Kingdom Hearts 3 is confusing, complex and ultimately wonderful for newcomers
Commentary: I bit off more of this bewildering Disney mashup than I can chew. And it’s delicious.
Morgan LittleSenior Director, Audience
Morgan leads the teams managing CNET's presence and content across social media, news platforms and more after stints in the marketing world and LA Times. Eventually his last byline on the site will be about something other than Godzilla
I'm steering a glittering pirate ship amusement park ride back and forth, crashing into bulbous plant monsters, while Donald Duck yammers about something off in the distance because dammit, Rapunzel needs rescuing.
Why am I in this situation in the first place? How did Donald and, for that matter, Goofy end up by my side? Why does every single person I talk to seem to be obsessed with empty hearts, strained hearts or a lack of hearts?
As you probably guessed from the headline, it's all because I started up Kingdom Hearts 3 with barely any knowledge about the preceding entries in the series. Especially the ones with crazy titles like "Kingdom Hearts HD 2.8 Final Chapter Prologue," and "Kingdom Hearts 358/2 Days." What I knew was pretty much limited to...
It being an RPG that mixed
and Square Enix together, throwing Final Fantasy, classic animated films and original characters into one complicated stew.

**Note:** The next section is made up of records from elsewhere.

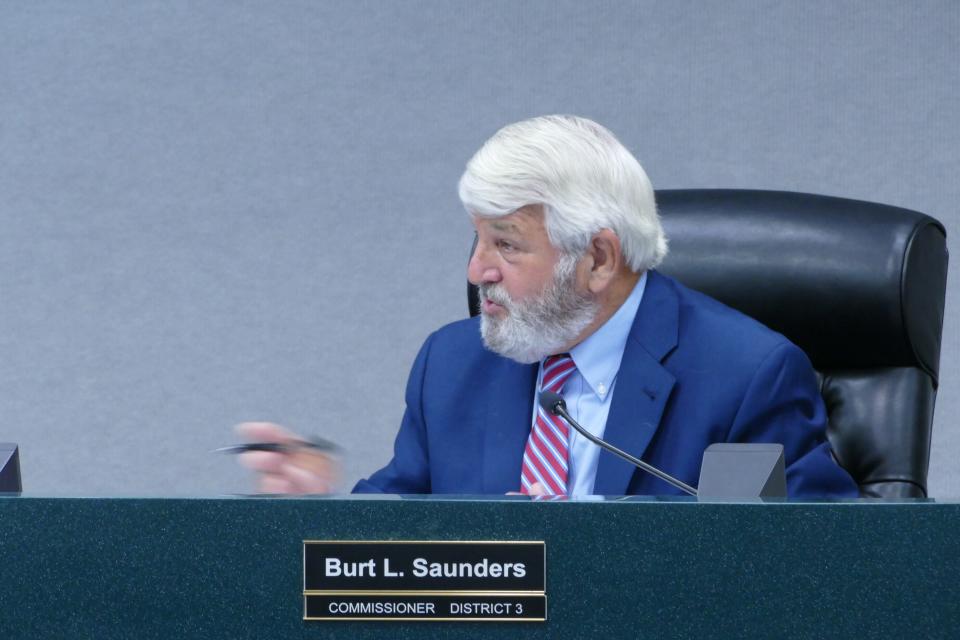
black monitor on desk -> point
(9, 468)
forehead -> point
(525, 221)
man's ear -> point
(607, 260)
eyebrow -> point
(505, 226)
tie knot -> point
(556, 370)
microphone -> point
(553, 404)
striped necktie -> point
(545, 458)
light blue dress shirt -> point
(589, 390)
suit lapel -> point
(508, 415)
(643, 384)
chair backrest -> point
(859, 286)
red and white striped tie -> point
(545, 458)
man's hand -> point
(302, 471)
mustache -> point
(495, 293)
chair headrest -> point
(854, 284)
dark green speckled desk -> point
(641, 568)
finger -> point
(265, 432)
(263, 461)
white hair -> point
(581, 174)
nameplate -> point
(469, 581)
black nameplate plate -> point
(468, 608)
(462, 580)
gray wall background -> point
(219, 211)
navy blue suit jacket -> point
(694, 372)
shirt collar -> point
(598, 357)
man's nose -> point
(481, 269)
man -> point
(567, 241)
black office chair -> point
(859, 286)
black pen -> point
(320, 445)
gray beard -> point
(545, 325)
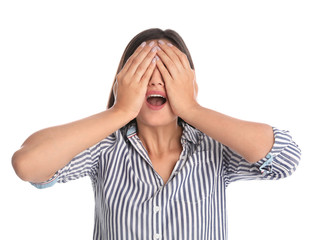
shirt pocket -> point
(194, 183)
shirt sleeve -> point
(280, 162)
(84, 164)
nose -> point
(156, 79)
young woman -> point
(159, 162)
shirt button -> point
(156, 209)
(157, 236)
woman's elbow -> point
(19, 163)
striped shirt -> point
(132, 201)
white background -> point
(255, 60)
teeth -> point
(155, 95)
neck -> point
(160, 140)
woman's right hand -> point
(132, 81)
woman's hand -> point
(131, 82)
(179, 79)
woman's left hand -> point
(179, 78)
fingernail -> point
(151, 43)
(155, 49)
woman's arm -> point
(48, 150)
(251, 140)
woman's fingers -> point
(182, 56)
(163, 70)
(176, 56)
(139, 63)
(147, 75)
(129, 60)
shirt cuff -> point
(266, 164)
(46, 184)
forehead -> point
(156, 40)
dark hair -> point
(150, 34)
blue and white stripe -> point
(132, 202)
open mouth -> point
(156, 101)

If you want to go right into refreshing yourself on the game's story, GameSpot has you covered. The game hits PS4 and Xbox One on Tuesday, Jan. 29, on disc and digital, for the usual $60, along with a more expensive Deluxe Version that adds a pin, steelbook case and an art book. There's also an even more expensive $229 version that comes with figures of Sora, Goofy and Donald, but orders for that will now ship after the game's release. (Disclosure: CNET may get a share of revenue from the sale of the products featured on this page.)
We can't talk about the game's opening moments or story beats, which is something of a relief because apparently there are people living inside of other people who are (kind of) alternate versions of people. And that's just the tip of the iceberg.

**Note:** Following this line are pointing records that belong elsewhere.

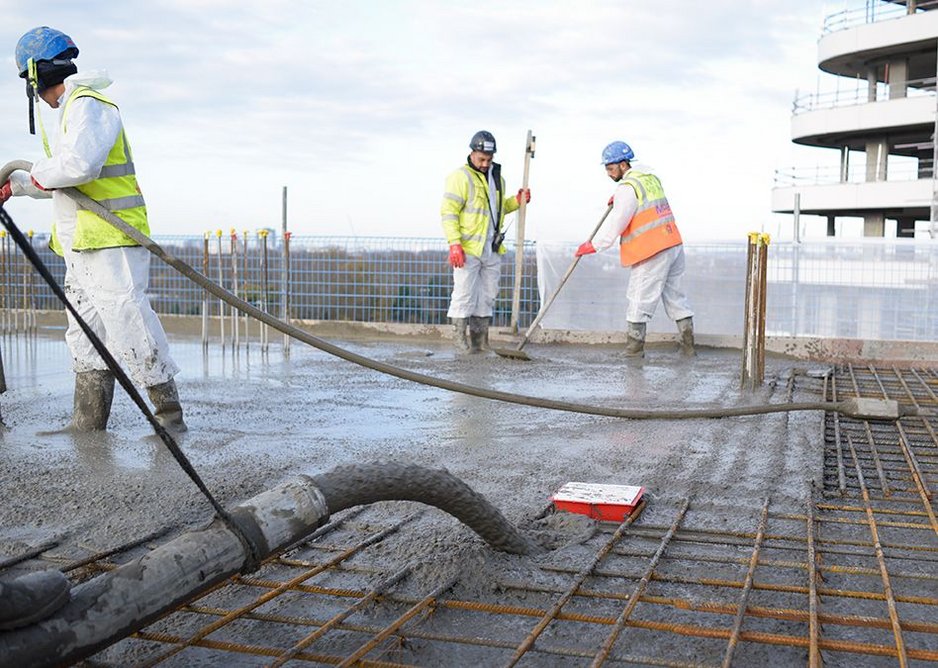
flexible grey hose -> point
(358, 484)
(631, 413)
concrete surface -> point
(256, 420)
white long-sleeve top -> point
(79, 154)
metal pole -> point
(797, 216)
(221, 282)
(244, 266)
(31, 314)
(285, 273)
(4, 278)
(286, 291)
(236, 343)
(205, 293)
(933, 218)
(519, 237)
(264, 287)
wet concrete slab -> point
(257, 418)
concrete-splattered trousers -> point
(659, 277)
(108, 289)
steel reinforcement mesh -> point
(851, 578)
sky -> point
(361, 108)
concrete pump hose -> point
(631, 413)
(358, 484)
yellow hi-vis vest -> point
(652, 228)
(115, 189)
(465, 210)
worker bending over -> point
(649, 243)
(106, 272)
(473, 213)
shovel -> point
(518, 353)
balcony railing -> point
(832, 174)
(860, 93)
(872, 11)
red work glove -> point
(457, 257)
(586, 248)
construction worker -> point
(649, 243)
(106, 272)
(473, 213)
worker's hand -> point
(586, 248)
(457, 256)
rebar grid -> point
(849, 576)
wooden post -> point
(519, 238)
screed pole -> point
(519, 237)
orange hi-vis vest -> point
(652, 228)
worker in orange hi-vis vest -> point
(649, 243)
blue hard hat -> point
(43, 43)
(484, 141)
(617, 151)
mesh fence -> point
(868, 289)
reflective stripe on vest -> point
(115, 189)
(652, 228)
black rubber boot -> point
(475, 334)
(685, 327)
(31, 598)
(460, 340)
(168, 411)
(635, 343)
(94, 392)
(479, 334)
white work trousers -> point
(659, 277)
(108, 287)
(475, 286)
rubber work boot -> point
(685, 327)
(31, 598)
(635, 343)
(478, 334)
(94, 392)
(168, 411)
(460, 340)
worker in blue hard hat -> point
(106, 272)
(649, 243)
(473, 213)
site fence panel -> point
(884, 289)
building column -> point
(905, 228)
(877, 154)
(874, 225)
(898, 78)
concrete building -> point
(881, 119)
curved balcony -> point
(890, 34)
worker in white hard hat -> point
(649, 243)
(106, 272)
(473, 214)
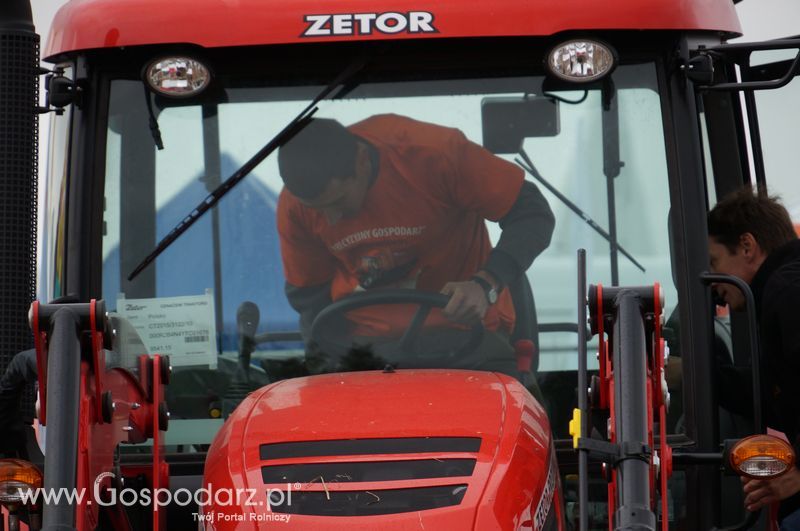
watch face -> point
(492, 296)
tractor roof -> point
(91, 24)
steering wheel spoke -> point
(415, 328)
(408, 344)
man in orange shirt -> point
(394, 202)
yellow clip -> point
(575, 427)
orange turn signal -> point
(17, 475)
(762, 457)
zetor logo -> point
(367, 23)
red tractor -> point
(176, 388)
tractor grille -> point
(19, 86)
(428, 477)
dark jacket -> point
(776, 289)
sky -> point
(761, 19)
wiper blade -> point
(291, 129)
(527, 165)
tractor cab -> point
(166, 199)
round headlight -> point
(761, 457)
(16, 477)
(178, 77)
(581, 61)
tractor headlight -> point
(177, 77)
(17, 476)
(761, 457)
(581, 60)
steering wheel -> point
(334, 313)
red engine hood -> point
(449, 449)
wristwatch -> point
(488, 289)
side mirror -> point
(507, 121)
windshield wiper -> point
(527, 165)
(291, 129)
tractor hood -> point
(452, 449)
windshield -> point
(426, 183)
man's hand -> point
(467, 304)
(759, 493)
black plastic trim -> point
(410, 445)
(368, 503)
(368, 471)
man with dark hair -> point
(751, 236)
(394, 202)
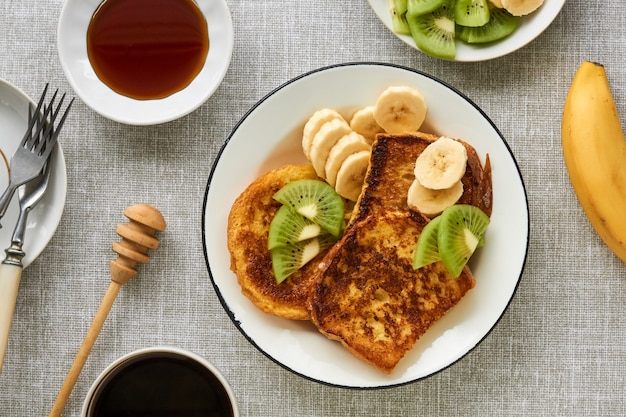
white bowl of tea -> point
(160, 381)
(142, 62)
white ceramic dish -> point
(72, 46)
(171, 354)
(45, 217)
(529, 28)
(269, 136)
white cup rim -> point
(160, 349)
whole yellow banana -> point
(595, 154)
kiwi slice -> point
(501, 24)
(398, 10)
(427, 250)
(315, 200)
(434, 32)
(471, 13)
(420, 7)
(461, 229)
(288, 259)
(288, 227)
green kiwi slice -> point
(434, 32)
(427, 250)
(421, 7)
(288, 259)
(471, 13)
(461, 230)
(288, 227)
(501, 24)
(398, 10)
(315, 200)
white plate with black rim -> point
(269, 135)
(530, 26)
(43, 220)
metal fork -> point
(11, 268)
(37, 143)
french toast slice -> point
(368, 296)
(248, 226)
(391, 173)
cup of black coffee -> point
(163, 381)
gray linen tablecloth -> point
(560, 348)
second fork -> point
(36, 145)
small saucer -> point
(72, 46)
(45, 217)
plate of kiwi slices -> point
(481, 31)
(269, 136)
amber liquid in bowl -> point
(147, 49)
(161, 384)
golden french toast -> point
(367, 294)
(248, 225)
(391, 173)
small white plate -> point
(529, 28)
(269, 136)
(45, 217)
(72, 45)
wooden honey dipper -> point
(137, 237)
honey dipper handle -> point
(85, 349)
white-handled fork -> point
(11, 268)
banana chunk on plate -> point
(521, 7)
(314, 124)
(350, 144)
(323, 141)
(400, 109)
(364, 123)
(441, 164)
(431, 202)
(351, 175)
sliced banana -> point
(363, 122)
(351, 143)
(400, 109)
(328, 135)
(521, 7)
(431, 202)
(313, 125)
(352, 174)
(441, 164)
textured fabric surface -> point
(558, 350)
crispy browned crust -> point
(369, 297)
(367, 294)
(391, 173)
(248, 225)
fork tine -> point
(51, 136)
(33, 116)
(43, 127)
(52, 114)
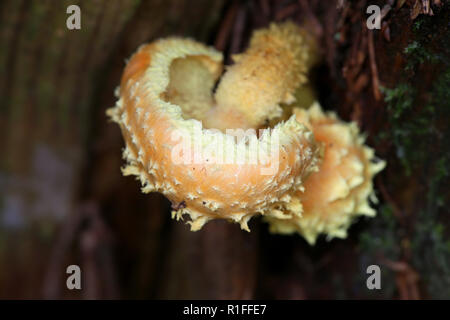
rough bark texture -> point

But the game itself is open for discussion, and even as a heartless neophyte, I'm hooked. Despite the easy jokes that can be made at the storyline's expense -- especially when Mickey Mouse's nails-on-chalkboard voice tries to deliver serious dialog -- when the game steps back from melodrama and dives into the unique explorations of Disney worlds, there's an irresistible heart beating beneath the pretensions.
It's a simple nostalgia play, but jumping around Andy's room as the cast of Toy Story fights at your side, or being reminded of the excellent representation of Hades from Hercules, is a joy. Even the unfamiliar world of Tangled was executed with such classic Disney charm that the fact I had never seen the film didn't matter. I was sucked in.

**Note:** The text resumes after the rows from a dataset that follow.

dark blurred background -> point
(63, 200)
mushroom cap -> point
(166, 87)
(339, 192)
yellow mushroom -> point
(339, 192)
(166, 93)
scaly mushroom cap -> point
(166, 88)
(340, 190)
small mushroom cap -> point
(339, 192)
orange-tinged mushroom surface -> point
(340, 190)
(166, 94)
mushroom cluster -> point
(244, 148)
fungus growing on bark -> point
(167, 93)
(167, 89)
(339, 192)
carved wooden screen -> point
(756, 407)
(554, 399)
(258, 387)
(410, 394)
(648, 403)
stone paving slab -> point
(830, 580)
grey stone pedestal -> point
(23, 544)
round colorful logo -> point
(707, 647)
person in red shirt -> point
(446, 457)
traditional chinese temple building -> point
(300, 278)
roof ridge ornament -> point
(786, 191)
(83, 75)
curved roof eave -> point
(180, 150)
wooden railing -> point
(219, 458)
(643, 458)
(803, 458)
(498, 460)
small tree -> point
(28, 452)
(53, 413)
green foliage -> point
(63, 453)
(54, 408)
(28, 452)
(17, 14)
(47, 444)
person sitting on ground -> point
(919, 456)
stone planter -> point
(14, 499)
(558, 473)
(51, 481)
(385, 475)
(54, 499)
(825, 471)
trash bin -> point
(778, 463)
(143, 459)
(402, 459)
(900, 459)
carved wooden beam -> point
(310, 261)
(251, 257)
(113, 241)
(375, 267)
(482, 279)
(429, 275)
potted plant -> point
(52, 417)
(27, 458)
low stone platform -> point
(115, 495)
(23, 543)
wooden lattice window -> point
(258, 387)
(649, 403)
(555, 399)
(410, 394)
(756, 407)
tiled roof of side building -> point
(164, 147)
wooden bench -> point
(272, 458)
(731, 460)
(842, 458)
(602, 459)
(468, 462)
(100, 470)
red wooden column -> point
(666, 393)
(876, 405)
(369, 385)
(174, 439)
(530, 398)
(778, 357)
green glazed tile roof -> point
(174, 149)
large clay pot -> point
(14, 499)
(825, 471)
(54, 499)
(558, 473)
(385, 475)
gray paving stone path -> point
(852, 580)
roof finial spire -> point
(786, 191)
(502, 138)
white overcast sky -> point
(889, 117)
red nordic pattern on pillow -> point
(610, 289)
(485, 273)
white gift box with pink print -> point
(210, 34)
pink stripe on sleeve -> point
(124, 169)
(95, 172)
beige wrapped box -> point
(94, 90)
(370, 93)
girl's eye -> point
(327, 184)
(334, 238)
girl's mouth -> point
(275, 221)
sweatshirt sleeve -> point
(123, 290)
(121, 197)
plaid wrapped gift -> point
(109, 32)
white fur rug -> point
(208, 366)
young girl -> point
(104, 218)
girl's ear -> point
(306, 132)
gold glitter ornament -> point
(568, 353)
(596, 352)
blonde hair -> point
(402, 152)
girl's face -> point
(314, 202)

It helps that Kingdom Hearts 3 is something of a sight to behold. Even on my standard PS4, its representation of multiple art styles pops off the screen. Fans were freaking out last year about how well its graphics compared to Disney animated films, and the game's technical feats are even more impressive when pushed to the breaking point during combat.
If you're coming into the game thinking that the combat is simple, well, that's because it is. Kingdom Hearts 3 doles out abilities and systems slowly, sometimes without any fanfare at all. That aforementioned skill system goes pretty much unexplained, but it lies at the core of what eventually makes the moment-to-moment gameplay interesting. Kingdom Hearts 3's story may be a guided tour, but its combat is entirely customizable.
Want to ditch the ability to perform acrobatic attacks to free up points for more potent magic? Go for it. Want to rely on cinematic theme park ride-based moves like that aforementioned pirate ship or Disney World's famous teacups? Hit the right enemy at the right time and you're there.
Want to rely on countering enemy attacks to build up toward more potent attacks? Stay in the fray, dealing damage and relying of anime power-ups as you complete combos to interrupt enemy attacks? You can pick... or just rely on both since you can switch between up to three Keyblades at any given time in combat.
About 10 hours in, I'm still just barely getting into Kingdom Hearts 3 if it's close to as long as its predecessor. But despite still not having a clue on what's happening in the broader universe of the series, its exuberant gameplay and endearing tweaks to well-trodden Disney franchises have me hooked. For the uninitiated, Kingdom Hearts 3 is worth a shot. And for the fanatical, well, you must already be anxiously counting down the seconds until its Jan. 29 release.